Several council members were in attendance. County electeds were not. Instead they were across town in another closed door meeting about this very issue. It’s hard to understand how they can continue their drive-by policy-making without taking the time to hear from this community and the people serving them.

Lacking real engagement, the vacuum of public outreach has been filled with anger, resentment, and at least one lawsuit. The closest thing to a public meeting about Camp Hope that we’ve seen was a tinder box of frustration and misinformation as riled up West Hills neighbors came to vent their frustrations about more transitional housing services being sited in their neighborhood. While people were misinformed about how the facility will be run (it’s not going to be a low-barrier shelter), they had every right to be frustrated with a process that didn’t include any community engagement until after plans — submitted by the city and accepted by the state — were well on their way to being finalized.

Here, state and local leaders must own their responsibility for not building public engagement into the right-of-way funding program. Granted, this was always something that needed to move faster than your average bureaucratic planning process. The Commerce Department gave local municipalities and the county a month to come up with proposals to rehome the people living in the encampment. Clearly, that timeline precludes a ton of outreach and consensus building.

Still, there was room to invite the public into the decision-making.
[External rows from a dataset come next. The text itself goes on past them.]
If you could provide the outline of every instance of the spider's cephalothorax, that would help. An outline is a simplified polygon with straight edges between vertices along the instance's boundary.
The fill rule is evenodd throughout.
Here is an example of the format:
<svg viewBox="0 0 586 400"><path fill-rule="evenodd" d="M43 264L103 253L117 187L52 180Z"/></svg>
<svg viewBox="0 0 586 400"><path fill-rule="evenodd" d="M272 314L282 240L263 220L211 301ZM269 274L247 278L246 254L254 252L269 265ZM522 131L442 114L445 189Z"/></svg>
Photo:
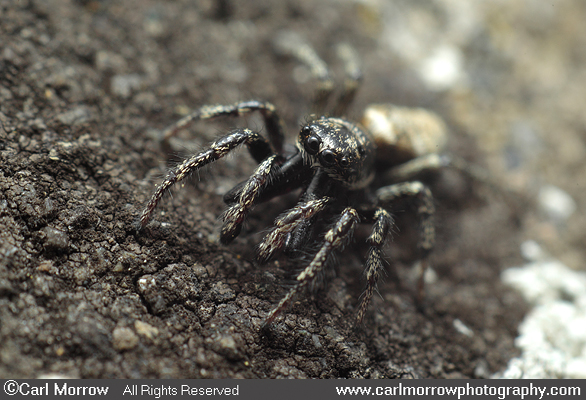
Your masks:
<svg viewBox="0 0 586 400"><path fill-rule="evenodd" d="M306 165L350 190L364 189L374 178L374 138L348 121L322 117L305 125L297 147Z"/></svg>
<svg viewBox="0 0 586 400"><path fill-rule="evenodd" d="M319 82L314 109L324 112L333 89L325 63L296 36L279 36L275 43L279 51L311 67ZM344 115L361 75L349 46L340 46L338 53L344 60L348 79L332 112ZM409 180L423 169L450 163L447 157L434 153L442 149L444 142L442 121L424 110L388 104L370 106L365 112L364 127L343 118L314 117L301 127L295 151L287 153L283 150L284 123L275 107L252 100L201 107L167 129L163 141L167 143L178 130L195 120L255 111L263 116L268 137L247 128L235 129L212 143L208 150L185 160L157 187L140 216L140 227L146 226L158 202L175 183L245 144L258 167L248 180L224 196L228 208L223 214L220 240L229 243L240 233L254 205L301 189L297 205L275 220L274 227L259 244L258 260L266 262L280 252L309 254L296 283L269 312L265 323L271 323L296 294L312 286L332 253L350 241L359 223L367 223L372 225L372 232L367 238L370 250L365 265L366 289L357 312L361 321L383 270L382 248L393 227L390 205L400 198L412 200L420 217L421 293L427 256L434 245L434 206L427 187ZM376 171L375 162L386 165L385 171ZM375 173L380 175L377 179ZM392 183L373 187L385 179Z"/></svg>

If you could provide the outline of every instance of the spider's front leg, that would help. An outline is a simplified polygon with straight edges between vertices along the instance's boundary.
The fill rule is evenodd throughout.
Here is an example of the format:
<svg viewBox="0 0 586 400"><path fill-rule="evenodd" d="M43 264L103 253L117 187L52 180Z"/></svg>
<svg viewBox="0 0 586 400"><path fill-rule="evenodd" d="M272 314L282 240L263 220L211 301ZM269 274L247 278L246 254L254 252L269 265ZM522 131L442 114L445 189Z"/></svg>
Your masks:
<svg viewBox="0 0 586 400"><path fill-rule="evenodd" d="M273 149L271 148L270 143L264 137L250 129L236 129L213 142L208 150L188 158L167 174L165 180L157 187L155 193L151 196L151 199L142 211L139 219L139 229L142 229L147 225L157 207L157 204L174 184L185 179L199 168L219 160L241 144L246 144L248 146L249 152L255 159L265 160L257 168L257 171L252 175L251 179L255 179L255 182L256 180L266 180L272 166L278 158L273 156ZM253 187L254 186L258 185L253 185ZM255 193L257 192L258 190ZM250 191L247 193L250 193ZM243 192L240 197L242 201L247 202L247 196L248 194Z"/></svg>
<svg viewBox="0 0 586 400"><path fill-rule="evenodd" d="M274 175L275 170L278 168L277 161L280 158L280 156L272 155L260 163L244 184L238 202L231 205L224 213L222 217L224 225L220 233L220 241L223 244L230 243L240 234L246 214L248 214L248 211L254 205L270 176Z"/></svg>
<svg viewBox="0 0 586 400"><path fill-rule="evenodd" d="M264 326L271 324L301 290L305 289L311 282L314 282L320 272L325 269L327 259L332 252L342 248L352 237L352 233L359 221L360 218L358 212L354 208L347 207L342 211L332 228L326 232L324 243L313 257L311 263L297 276L297 283L295 286L293 286L279 304L269 312Z"/></svg>

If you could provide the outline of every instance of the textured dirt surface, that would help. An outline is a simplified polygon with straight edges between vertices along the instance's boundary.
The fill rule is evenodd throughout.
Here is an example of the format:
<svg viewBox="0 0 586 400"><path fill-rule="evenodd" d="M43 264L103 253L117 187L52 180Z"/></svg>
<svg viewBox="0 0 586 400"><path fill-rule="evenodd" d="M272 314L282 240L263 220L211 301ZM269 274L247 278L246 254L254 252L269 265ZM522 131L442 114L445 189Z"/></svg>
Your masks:
<svg viewBox="0 0 586 400"><path fill-rule="evenodd" d="M586 10L578 2L413 3L0 3L0 376L502 370L516 354L525 305L499 275L521 262L519 244L534 239L584 265L584 217L552 221L533 199L551 183L578 208L585 202ZM389 274L363 326L353 321L368 228L324 289L261 332L290 275L286 259L256 265L253 249L292 199L258 206L233 244L217 243L222 194L254 167L245 151L177 188L144 232L133 229L168 167L158 135L190 109L270 100L294 140L311 80L275 54L281 29L301 33L337 72L333 45L358 49L365 81L351 116L372 102L433 109L453 132L450 151L517 193L505 201L454 172L429 177L438 246L423 311L410 268L414 220L398 210ZM459 49L455 81L422 75L417 52L433 53L440 41ZM173 142L169 165L236 125L262 130L255 116L197 124Z"/></svg>

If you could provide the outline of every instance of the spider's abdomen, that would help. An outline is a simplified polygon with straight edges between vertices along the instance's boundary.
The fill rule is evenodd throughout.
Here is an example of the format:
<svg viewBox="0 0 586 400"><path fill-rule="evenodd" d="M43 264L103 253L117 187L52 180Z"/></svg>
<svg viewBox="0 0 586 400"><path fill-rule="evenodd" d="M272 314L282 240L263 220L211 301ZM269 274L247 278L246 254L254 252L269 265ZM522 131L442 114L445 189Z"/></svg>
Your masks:
<svg viewBox="0 0 586 400"><path fill-rule="evenodd" d="M344 119L322 117L311 122L301 129L297 145L306 164L323 168L351 190L368 186L374 177L372 135Z"/></svg>
<svg viewBox="0 0 586 400"><path fill-rule="evenodd" d="M444 150L447 128L435 113L422 108L372 104L362 124L377 145L377 161L398 165L416 157Z"/></svg>

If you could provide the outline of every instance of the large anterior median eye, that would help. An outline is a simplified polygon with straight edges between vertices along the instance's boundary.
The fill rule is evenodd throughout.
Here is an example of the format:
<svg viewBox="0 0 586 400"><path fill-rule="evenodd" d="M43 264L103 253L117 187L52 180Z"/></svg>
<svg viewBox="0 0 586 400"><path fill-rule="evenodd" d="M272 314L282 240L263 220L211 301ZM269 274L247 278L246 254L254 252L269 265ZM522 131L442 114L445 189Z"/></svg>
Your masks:
<svg viewBox="0 0 586 400"><path fill-rule="evenodd" d="M322 151L319 155L319 158L321 160L321 163L326 167L334 165L334 163L336 162L336 154L331 150Z"/></svg>
<svg viewBox="0 0 586 400"><path fill-rule="evenodd" d="M319 151L320 144L321 144L320 138L318 138L317 136L314 136L314 135L308 136L307 139L305 139L305 144L304 144L305 150L309 154L315 155Z"/></svg>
There could have been city, county and state sponsored town halls and forums to build awareness around the challenges that both government entities and the people living at the encampment face in moving forward towards housing solutions. Instead, conversations were siloed and the public was left to consume the dribs and drabs that entered the public awareness through leaked documents, media reports and scattered public statements.

Now, with winter approaching and elections about a month away, the public at large is left with little to go on when it comes to the future of Camp Hope. Instead of seeing plans and timelines from the state about what the next steps will be and when we can expect them to happen, we’re quickly seeing the future of Camp Hope devolve into political posturing and threat making.

It’s a sad and unnecessary reality that we’ll continue trying to keep the public informed on. But, you shouldn’t have to hear it exclusively from us. Local and state leaders owe Spokane a public voice they haven’t afforded the community so far when it comes to Camp Hope.